His eardrums seemed to close up. As through a thick filter he could hear her screaming down to the two men on horses below them. “Shoot! Don’t you see him standing there? Mátalo!

He lifted his head a little and watched, with a sort of detached interest, as though none of this really concerned him any more.

They only needed one bullet. It was an easy shot; a dead certainty. He was in full view above them.

The rifle report, in that rock-rimmed area, had a strangely flat, crunching sound, like the collapsing of an inflated paper bag.

Stones and earth globules spilled downward, with an oddly looped, liquid effect, like successive tiers of a falling necklace. Then his body came down, coasting on its face, almost to where they were, with that blue shadow patch still skipping after it, like the air-borne tail to a ground-dragged kite.

The little tuft of scarlet feathers seemed to sprout straight up from the soil now, like some solitary mountain flower. For sap, it oozed a sluggish little thread of blackened red, which died out amidst the rocks.

She was kneeling there beside Jones, holding the broken-off forward part of the javelin in her two hands, dazedly, as though it were some sort of linear measure that she was trying to hold up to her grief and loss to see how immeasurable it was, when the horsemen finally reached them, dismounted, and crouched down over the two of them.

He looked up at them blurredly.

“You were just a minute too late,” he said, “but thanks anyway.”

He closed his eyes again, but whether in weariness or because of some sort of inward pang of realization, they couldn’t tell. They gave the two of them water from their canteens, one from each, and he drank with his eyes closed, with his throat rippling, and a little water coming out at the edge of his mouth, tinged red.

“Help me get them up on the horses, Ramon. We’ve got to get them down to the lowland right away. He needs medical attention, and she needs rest and food. They’ve probably been wandering around lost for weeks back there in the emptiness on the other side.”

“In the emptiness on the other side,” Jones murmured wryly, without opening his eyes.

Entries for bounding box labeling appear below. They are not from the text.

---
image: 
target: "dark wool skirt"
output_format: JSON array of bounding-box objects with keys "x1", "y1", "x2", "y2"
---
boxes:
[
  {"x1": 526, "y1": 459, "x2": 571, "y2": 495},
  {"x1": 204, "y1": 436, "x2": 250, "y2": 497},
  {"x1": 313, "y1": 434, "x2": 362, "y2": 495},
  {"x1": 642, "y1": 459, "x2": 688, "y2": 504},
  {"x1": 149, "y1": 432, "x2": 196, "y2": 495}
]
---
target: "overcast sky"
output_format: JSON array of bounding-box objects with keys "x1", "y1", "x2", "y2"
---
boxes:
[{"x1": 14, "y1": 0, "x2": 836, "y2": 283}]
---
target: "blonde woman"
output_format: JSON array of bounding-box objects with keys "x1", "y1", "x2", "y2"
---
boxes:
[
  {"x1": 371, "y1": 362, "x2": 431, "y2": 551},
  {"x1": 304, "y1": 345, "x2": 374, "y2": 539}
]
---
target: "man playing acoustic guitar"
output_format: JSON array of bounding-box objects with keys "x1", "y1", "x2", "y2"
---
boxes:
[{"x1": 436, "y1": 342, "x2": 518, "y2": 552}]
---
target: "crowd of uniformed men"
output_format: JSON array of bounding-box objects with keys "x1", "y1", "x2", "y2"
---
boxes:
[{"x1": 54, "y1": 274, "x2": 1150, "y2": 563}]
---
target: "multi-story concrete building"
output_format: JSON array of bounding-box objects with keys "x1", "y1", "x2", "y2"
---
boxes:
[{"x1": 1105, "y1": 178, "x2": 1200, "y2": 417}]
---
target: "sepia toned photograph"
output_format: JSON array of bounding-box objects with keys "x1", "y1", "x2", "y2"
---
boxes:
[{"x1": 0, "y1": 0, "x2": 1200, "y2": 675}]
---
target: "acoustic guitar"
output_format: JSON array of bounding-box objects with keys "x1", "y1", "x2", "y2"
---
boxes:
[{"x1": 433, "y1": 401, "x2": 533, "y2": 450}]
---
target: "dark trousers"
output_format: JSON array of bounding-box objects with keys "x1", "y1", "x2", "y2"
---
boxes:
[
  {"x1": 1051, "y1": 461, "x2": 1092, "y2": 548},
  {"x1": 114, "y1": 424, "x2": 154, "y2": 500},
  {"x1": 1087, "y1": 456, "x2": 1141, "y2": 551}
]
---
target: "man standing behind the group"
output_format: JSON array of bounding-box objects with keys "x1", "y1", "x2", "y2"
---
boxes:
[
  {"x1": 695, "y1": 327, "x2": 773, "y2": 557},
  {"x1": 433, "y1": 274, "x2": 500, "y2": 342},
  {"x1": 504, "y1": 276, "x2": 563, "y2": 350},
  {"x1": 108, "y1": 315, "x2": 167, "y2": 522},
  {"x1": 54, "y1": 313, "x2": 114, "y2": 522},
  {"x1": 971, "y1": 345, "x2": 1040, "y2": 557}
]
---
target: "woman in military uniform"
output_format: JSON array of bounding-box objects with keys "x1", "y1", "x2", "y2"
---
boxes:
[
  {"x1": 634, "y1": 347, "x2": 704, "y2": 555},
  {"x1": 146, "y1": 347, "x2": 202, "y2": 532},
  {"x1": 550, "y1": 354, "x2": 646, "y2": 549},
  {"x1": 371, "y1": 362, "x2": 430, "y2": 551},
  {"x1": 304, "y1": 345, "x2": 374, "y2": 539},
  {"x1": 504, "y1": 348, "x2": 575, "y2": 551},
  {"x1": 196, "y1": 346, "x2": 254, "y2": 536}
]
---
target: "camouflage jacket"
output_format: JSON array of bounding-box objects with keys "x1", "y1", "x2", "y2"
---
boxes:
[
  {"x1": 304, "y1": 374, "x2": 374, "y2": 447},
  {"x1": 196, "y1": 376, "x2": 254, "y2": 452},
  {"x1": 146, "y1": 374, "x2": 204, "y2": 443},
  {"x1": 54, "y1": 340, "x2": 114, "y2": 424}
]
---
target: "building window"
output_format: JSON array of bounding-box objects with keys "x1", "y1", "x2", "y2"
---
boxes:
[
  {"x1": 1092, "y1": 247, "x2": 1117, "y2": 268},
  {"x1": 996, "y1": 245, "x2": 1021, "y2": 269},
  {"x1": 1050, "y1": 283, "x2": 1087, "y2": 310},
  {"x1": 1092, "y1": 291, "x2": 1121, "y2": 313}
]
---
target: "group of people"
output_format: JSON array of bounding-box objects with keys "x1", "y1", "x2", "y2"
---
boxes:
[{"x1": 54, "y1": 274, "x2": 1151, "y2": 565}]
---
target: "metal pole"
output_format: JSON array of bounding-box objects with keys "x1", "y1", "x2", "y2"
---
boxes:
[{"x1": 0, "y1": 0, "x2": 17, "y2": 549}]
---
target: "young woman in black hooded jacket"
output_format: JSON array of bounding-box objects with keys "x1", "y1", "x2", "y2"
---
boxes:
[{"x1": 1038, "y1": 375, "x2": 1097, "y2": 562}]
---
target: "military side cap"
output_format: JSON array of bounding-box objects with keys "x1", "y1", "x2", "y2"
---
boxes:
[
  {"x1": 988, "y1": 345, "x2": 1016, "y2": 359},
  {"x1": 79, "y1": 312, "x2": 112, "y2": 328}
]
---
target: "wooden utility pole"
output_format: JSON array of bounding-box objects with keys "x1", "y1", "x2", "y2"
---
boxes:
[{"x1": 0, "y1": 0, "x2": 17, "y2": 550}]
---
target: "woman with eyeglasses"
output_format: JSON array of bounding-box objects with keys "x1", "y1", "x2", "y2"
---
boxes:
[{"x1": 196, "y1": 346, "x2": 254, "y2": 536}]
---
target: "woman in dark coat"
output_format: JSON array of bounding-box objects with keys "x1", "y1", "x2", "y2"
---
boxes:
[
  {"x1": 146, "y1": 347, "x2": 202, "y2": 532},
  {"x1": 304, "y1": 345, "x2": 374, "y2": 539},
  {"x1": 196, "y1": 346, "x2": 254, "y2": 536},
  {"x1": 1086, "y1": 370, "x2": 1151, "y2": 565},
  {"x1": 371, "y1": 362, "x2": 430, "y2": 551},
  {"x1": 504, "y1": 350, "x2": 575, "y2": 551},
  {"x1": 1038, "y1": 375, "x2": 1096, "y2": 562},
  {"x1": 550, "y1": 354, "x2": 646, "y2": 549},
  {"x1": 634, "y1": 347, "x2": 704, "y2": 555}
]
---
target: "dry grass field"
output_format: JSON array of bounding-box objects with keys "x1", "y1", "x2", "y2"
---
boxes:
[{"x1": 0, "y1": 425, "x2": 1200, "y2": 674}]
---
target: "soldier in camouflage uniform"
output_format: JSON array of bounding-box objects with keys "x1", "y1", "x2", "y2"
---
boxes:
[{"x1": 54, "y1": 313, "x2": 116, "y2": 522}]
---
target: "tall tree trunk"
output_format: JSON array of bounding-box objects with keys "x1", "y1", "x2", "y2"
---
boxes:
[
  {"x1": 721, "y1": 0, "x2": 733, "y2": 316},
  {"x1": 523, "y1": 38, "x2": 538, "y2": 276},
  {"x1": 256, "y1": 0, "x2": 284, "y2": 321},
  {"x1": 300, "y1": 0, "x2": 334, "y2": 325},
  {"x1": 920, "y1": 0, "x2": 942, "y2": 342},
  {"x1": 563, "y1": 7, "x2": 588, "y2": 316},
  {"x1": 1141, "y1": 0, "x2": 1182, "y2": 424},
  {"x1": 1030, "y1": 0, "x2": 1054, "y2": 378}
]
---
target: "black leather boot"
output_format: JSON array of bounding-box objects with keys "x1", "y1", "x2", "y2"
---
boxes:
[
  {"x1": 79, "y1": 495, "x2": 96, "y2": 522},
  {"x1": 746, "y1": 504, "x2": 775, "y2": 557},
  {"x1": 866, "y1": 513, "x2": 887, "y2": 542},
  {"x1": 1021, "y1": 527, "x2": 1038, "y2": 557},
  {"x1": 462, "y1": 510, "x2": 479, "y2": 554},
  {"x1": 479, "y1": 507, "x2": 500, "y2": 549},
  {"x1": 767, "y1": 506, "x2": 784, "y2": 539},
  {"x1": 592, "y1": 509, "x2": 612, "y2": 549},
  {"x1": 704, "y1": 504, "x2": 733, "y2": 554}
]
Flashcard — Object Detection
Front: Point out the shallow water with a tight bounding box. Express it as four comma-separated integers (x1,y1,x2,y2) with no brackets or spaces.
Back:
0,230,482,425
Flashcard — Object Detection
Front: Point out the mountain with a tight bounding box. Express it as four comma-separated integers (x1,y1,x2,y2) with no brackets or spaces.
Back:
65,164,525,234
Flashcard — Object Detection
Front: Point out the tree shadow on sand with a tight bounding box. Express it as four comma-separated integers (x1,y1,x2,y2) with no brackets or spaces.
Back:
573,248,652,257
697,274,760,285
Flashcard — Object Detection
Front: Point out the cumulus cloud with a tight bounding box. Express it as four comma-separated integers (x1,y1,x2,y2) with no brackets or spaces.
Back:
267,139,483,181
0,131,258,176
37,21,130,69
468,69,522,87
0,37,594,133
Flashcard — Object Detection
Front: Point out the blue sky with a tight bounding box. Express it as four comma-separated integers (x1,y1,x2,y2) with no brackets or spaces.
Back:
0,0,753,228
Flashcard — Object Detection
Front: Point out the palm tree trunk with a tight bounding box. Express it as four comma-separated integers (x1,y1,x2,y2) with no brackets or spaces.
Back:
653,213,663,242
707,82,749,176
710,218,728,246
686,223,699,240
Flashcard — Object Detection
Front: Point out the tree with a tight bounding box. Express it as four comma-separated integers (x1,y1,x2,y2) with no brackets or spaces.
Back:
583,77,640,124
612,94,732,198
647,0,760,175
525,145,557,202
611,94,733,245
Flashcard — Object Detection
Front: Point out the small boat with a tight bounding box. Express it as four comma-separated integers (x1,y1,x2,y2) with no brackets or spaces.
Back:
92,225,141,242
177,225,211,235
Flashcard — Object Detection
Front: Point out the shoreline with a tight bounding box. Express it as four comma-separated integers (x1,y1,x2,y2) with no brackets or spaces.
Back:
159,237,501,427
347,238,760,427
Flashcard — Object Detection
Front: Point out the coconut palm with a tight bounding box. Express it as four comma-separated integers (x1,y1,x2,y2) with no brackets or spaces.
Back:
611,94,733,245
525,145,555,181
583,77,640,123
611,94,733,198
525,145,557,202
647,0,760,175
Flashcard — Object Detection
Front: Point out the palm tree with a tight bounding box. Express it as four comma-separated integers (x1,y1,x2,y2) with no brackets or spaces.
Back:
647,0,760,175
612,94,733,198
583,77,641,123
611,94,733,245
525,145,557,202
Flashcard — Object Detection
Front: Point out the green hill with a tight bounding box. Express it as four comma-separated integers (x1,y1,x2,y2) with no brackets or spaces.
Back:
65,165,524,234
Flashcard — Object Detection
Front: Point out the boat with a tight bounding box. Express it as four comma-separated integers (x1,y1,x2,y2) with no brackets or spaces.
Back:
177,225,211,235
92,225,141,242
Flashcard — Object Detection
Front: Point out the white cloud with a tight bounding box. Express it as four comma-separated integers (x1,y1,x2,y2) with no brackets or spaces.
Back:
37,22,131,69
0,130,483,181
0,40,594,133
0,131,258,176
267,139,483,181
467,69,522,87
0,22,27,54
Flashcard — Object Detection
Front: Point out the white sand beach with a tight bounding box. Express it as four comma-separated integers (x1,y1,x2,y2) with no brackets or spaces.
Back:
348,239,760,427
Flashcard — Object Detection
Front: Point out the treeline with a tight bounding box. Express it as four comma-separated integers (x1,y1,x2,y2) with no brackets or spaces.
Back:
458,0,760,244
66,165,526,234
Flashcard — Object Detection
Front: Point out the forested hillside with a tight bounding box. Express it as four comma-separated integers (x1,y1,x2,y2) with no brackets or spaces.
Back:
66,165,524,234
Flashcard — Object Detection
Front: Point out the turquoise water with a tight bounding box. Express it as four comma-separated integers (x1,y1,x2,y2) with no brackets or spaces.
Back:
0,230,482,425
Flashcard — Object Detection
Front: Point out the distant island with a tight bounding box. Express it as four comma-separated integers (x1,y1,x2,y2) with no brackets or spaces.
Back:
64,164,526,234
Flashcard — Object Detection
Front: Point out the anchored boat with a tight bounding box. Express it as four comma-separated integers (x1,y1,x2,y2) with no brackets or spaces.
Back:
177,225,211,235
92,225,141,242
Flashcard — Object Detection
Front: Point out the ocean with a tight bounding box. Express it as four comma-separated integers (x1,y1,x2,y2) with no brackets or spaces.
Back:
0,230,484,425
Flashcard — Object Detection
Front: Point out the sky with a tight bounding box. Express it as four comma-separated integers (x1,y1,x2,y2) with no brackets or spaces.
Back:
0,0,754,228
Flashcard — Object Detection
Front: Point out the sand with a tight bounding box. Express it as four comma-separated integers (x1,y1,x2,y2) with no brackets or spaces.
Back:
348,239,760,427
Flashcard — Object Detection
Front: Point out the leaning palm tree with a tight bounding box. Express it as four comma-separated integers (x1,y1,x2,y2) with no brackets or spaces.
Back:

The second charro had been cautiously examining the fragment of javelin that he had taken from Chris’s unresisting hands. He held it near his nose, then with slow precaution traced it across the heel of his hand, just under the thumb joint. Then he looked closely at his hand in the fading sunlight, for some gloss or telltale shiny track.

“We’ll never get him all the way down,” he said softly in Spanish to his companion. “It was poisoned.” He flung it down curtly.

Chris picked it up again and looked at it dazedly.

“Put us both on the same horse,” Jones said quietly, with his eyes still closed. “Let me hold her in my arms on the way down. We mustn’t be apart any more.”

Picking its way painfully, the little procession started out, the two charros on foot, one leading the carrier horse, the other supporting Jones on its saddle with his shoulder and encircling arm.

Riding slowly down the slope, holding her cradled in his arm, he spoke to her low, his mouth close to her ear.

“Don’t be frightened, Chris. You’ll have to finish this ride out alone. I’m going to leave you soon.”

She answered equally low, unheard by the world around them. “You aren’t leaving me. We’re going to be together. To the very end of the ride.”

She opened her hand, disengaged the javelin tip, which she had held imbedded into her own flesh and blood, and flung it off.

Their heads close together, they went slowly down the mountain, down into the deeps, as successive tides of evening and infinity washed upward and over them in ever darkening hue; first ultramarine, then indigo, then midnight purple, then starless black.

His name was Lawrence Kingsley Tones.

He was just like any man, like you, like me; and yet, that is what happened to him.